Implementation of "An open-source end-to-end ASR system for Brazilian Portuguese using DNNs built from newly assembled corpora" by Igor Quintanilha, Luiz Wagner Pereira Biscainho, and Sergio Lima Netto. (submitted).

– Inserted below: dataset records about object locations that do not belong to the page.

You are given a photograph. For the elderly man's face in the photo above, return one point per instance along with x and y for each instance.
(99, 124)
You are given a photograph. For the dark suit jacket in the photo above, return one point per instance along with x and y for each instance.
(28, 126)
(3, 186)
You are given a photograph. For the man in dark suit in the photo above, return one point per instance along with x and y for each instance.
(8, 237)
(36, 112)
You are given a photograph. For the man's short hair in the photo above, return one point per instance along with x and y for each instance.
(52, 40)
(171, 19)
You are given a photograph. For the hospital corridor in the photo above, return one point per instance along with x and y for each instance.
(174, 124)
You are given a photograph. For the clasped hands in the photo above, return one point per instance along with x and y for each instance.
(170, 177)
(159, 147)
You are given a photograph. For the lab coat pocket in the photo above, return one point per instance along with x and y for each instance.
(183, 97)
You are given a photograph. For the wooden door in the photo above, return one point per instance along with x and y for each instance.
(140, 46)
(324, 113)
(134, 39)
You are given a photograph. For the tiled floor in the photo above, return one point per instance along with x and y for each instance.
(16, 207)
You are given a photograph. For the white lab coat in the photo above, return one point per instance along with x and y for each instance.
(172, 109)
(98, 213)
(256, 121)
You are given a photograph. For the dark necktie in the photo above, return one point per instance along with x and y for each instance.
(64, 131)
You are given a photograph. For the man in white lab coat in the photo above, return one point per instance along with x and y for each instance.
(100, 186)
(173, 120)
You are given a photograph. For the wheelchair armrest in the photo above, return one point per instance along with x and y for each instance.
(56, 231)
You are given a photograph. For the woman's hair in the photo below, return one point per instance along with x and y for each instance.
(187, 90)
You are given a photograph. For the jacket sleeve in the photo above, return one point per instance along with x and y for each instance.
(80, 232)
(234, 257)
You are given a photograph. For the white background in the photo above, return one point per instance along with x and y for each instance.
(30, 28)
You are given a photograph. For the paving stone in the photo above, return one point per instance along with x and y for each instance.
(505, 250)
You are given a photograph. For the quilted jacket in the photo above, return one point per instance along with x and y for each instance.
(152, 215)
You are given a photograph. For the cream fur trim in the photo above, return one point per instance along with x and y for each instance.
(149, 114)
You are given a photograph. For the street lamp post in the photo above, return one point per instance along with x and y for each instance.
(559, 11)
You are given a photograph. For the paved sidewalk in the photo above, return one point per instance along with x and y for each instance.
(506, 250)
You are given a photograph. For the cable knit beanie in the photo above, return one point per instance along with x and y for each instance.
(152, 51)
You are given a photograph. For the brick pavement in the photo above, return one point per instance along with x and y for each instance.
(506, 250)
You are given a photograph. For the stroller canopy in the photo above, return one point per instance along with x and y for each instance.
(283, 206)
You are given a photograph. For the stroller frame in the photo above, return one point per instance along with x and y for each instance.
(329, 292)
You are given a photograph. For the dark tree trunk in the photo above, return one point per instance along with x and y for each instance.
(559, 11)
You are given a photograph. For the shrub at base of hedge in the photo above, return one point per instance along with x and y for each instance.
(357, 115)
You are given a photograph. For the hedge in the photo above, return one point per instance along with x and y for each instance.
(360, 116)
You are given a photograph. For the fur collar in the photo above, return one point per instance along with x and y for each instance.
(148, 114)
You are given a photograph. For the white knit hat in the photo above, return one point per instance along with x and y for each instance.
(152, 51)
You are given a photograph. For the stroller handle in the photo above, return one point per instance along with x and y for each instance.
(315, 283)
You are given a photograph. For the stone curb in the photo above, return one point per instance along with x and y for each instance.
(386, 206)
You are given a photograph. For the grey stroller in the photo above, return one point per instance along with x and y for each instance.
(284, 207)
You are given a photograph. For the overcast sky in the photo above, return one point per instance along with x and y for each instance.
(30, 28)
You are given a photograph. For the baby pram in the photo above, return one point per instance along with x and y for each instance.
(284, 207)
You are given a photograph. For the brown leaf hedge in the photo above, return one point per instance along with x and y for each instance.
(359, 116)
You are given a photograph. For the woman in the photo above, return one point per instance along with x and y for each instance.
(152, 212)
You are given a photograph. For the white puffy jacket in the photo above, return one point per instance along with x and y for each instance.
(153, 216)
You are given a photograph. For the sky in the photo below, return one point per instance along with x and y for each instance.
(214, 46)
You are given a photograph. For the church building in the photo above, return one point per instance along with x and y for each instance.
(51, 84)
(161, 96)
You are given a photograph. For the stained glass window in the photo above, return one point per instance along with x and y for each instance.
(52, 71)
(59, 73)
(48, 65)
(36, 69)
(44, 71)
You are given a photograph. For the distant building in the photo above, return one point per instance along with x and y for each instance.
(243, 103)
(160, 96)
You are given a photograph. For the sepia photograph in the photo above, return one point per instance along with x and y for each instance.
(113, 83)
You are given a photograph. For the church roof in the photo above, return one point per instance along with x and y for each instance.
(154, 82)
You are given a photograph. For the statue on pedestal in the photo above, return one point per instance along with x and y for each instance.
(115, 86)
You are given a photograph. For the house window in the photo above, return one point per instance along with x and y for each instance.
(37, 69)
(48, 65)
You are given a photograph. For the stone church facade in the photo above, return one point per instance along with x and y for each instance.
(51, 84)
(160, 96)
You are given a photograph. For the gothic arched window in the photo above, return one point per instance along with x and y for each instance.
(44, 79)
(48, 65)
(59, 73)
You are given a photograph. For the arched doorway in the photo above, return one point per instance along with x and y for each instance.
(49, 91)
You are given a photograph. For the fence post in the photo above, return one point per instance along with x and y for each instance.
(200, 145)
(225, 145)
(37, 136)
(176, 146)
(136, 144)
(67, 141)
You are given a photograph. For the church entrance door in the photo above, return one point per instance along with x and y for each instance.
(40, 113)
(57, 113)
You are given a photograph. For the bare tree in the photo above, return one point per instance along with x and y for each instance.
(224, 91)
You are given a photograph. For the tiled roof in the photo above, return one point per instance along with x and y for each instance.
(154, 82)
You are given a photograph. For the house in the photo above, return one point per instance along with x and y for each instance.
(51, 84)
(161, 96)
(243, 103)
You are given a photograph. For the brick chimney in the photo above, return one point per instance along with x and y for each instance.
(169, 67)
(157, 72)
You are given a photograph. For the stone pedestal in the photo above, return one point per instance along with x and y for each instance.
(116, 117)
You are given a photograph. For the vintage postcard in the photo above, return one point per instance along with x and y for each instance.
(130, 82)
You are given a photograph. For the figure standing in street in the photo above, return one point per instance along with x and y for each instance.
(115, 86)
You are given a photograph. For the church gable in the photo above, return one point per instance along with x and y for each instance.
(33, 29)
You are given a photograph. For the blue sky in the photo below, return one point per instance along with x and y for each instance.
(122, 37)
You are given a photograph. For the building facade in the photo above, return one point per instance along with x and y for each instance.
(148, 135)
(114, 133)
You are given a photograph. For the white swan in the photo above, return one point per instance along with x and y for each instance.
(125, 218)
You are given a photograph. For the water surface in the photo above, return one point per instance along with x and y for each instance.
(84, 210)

All datasets can be found here.
AM | Trained on | Method | WER | Download |
---|---|---|---|---|
DeepSpeech 2 | BRSD v2 | Scratch | 52.55% (2.42%) | Link |
DeepSpeech 2 | BRSD v2 | Fine-tuned | 47.41% (1.73%) | Link |
Language model* | RP | Size | LapsBM | BRTD |
---|---|---|---|---|
word 3-gram | 25 | 1.9G | 173.79 | 161.29 |
word 5-gram | 42 | 7.8G | 136.50 | 135.12 |
char 5-gram | 5 | 41M | <=2,334.48 | <=2,694.51 |
char 10-gram | 10 | 4.7G | <=271.86$ | <=323.71 |
char 15-gram* | 15 | 5.4G | <=239.59$ | <=198.49 |
char 20-gram* | 20 | 8.8G | <=227.84$ | <=189.53 |
*All models were trained using KenLM. More detailed information in the paper.